I don’t know how many trays I’ve checked during my nearly 18-year career, but I’m sure it’s in the thousands.(1)
Recently I’ve had more than ample time to reflect on the process – read that as I’ve recently had to check a lot of med trays. Spending all that time looking at med trays has given me time to think a little more deeply about the process.
- Med trays are prone to error. It’s a manual process and everyone is always in a hurry.(2) I’ve found my fair share of errors while checking trays. The most common type of error is omission of a drug, either failure to fill and empty slot or failure to bring the quantity up to the required par. Another type of error I see is when something has been used, placed back in the tray by the physician or nurse, and not replaced by the technician. In other words I find a partial vial in the tray. I also occasionally find the wrong drug in the tray. It’s rare, but it happens. I almost never find drugs mixed up in pockets, or placed in the wrong pocket. I find this interesting. One has to wonder why pharmacies continue to use such an antiquated process. If you must use med trays, there are bar-code scanning and RFID-enabled tray management systems on the market. I recommend you get one. Which one is up to you.

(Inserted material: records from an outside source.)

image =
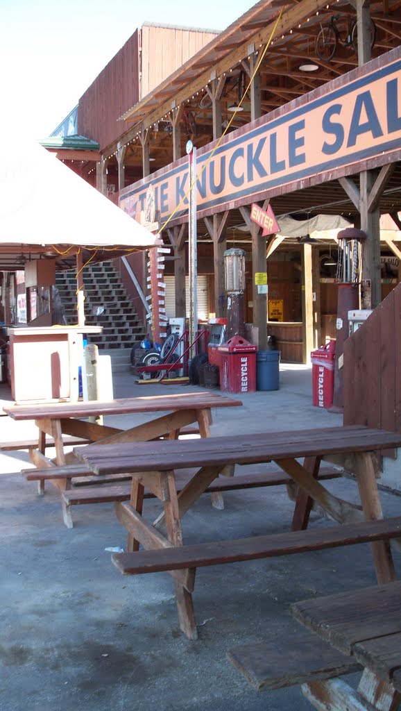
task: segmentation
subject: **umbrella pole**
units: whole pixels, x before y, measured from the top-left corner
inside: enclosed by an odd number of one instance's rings
[[[78,326],[85,326],[83,292],[83,260],[81,250],[77,254],[77,312]]]

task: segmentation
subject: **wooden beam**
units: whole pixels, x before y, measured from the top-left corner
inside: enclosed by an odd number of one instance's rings
[[[360,193],[355,183],[349,178],[338,178],[338,183],[346,193],[356,209],[360,210]]]
[[[288,10],[283,12],[277,27],[277,18],[274,18],[271,22],[268,22],[261,30],[257,31],[251,36],[248,36],[245,42],[239,45],[235,45],[235,48],[232,52],[226,54],[220,61],[215,62],[213,65],[213,72],[215,72],[215,75],[220,76],[224,72],[229,71],[230,68],[241,62],[245,57],[247,57],[250,44],[253,43],[255,47],[257,48],[261,44],[266,44],[269,41],[274,27],[276,27],[277,36],[286,34],[300,22],[303,22],[306,17],[309,16],[311,13],[320,10],[326,4],[326,0],[301,0],[296,5],[292,4],[289,6]],[[227,48],[227,45],[225,46],[225,48]],[[352,63],[355,65],[355,62]],[[187,99],[192,96],[194,92],[203,89],[210,80],[210,68],[202,72],[192,81],[188,80],[186,78],[183,78],[183,82],[185,83],[185,86],[174,94],[174,100],[176,104],[186,101]],[[160,119],[161,116],[167,113],[171,107],[171,100],[167,100],[157,109],[149,114],[144,119],[144,125],[145,127],[151,125],[155,121]],[[135,119],[135,111],[136,109],[133,109],[131,112],[127,112],[123,118],[126,121]]]
[[[383,166],[380,170],[369,193],[368,198],[368,212],[373,212],[378,206],[379,201],[390,178],[394,172],[395,168],[395,163],[389,163],[387,166]]]
[[[314,306],[312,291],[312,247],[304,245],[302,261],[302,362],[311,362],[314,348]]]
[[[397,257],[401,261],[401,250],[399,250],[398,247],[394,244],[392,240],[390,240],[388,237],[385,237],[383,238],[383,241],[388,245],[393,255],[395,255],[395,256]]]

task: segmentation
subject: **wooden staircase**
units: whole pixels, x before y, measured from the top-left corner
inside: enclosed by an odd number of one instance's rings
[[[112,262],[90,264],[83,270],[85,324],[101,326],[103,331],[88,336],[102,349],[131,348],[145,338],[146,331],[132,299]],[[77,323],[77,282],[75,271],[58,272],[60,292],[68,325]]]

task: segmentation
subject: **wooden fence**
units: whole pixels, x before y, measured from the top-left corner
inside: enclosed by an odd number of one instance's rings
[[[344,424],[401,432],[401,284],[346,341],[343,385]]]

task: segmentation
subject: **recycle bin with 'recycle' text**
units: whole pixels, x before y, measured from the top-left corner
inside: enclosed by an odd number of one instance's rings
[[[312,351],[312,398],[316,407],[331,407],[334,392],[336,340]]]
[[[256,346],[241,336],[233,336],[219,346],[221,361],[220,387],[228,392],[255,392]]]

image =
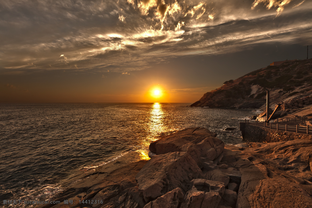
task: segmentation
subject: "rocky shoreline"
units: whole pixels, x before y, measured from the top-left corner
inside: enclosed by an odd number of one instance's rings
[[[225,145],[190,128],[73,177],[43,207],[310,207],[312,141]]]

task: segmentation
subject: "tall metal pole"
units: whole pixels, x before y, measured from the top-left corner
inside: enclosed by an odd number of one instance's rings
[[[269,119],[270,117],[270,92],[268,89],[266,90],[266,122],[269,122]]]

- Med trays are dirty. Does anyone besides me wonder if these things pose an infection risk? Think about how many times an anesthesia tray gets used over the course of its lifetime. As much trouble as we go through in the IV room to prevent contamination, one would think we’d do something to ensure the sterility of med trays. Wipe them down with alcohol? Blast them with UV light? Something. These things are being used in ORs where everything is supposed to be sterile. Many years ago a colleague and I wanted to do a study on anesthesia trays. We proposed performing swab tests on the trays when they were returned to pharmacy for replenishment. We were trying to be covert about it, but the pharmacy manager and infection control department got wind of what we were doing and shut us down. They didn’t want to know. No regulatory body required it so they wanted nothing to do with it. I tried to convince them that it could be publishable, but they didn’t want to hear it.
- Tray color matters. I know this sounds weird, but dark colored trays make it more difficult to read the labels on the vials. I hadn’t noticed the problem until recently. I had been checking trays that were dark blue, and then I came across a yellow tray. Man, what a difference. Maybe it’s my aging eyes, but something to think about.
1. There were times during my career when I checked 20-40 trays a day for long stretches, so it’s not hard to imagine that I averaged more than 20 trays a week for the better part of 10 years.
2. To properly check a med tray, a pharmacist needs to verify that the drug is correct, in tact, and in the right location; that the drug is not expired; and that it has all the required auxiliary labels to meet the never ending onslaught of regulatory requirements. When done correctly, each tray takes approximately 3-5 minutes to check. Assuming 40 trays at 5 minutes each, a pharmacist would need to spend more than 3 hours of their 10 hour shift doing nothing but checking med trays. Not likely. A more likely scenario, of which I’m guilty of, is giving the tray a quick once over. How many errors have I missed over the course of my career? Too many to count, I’m sure.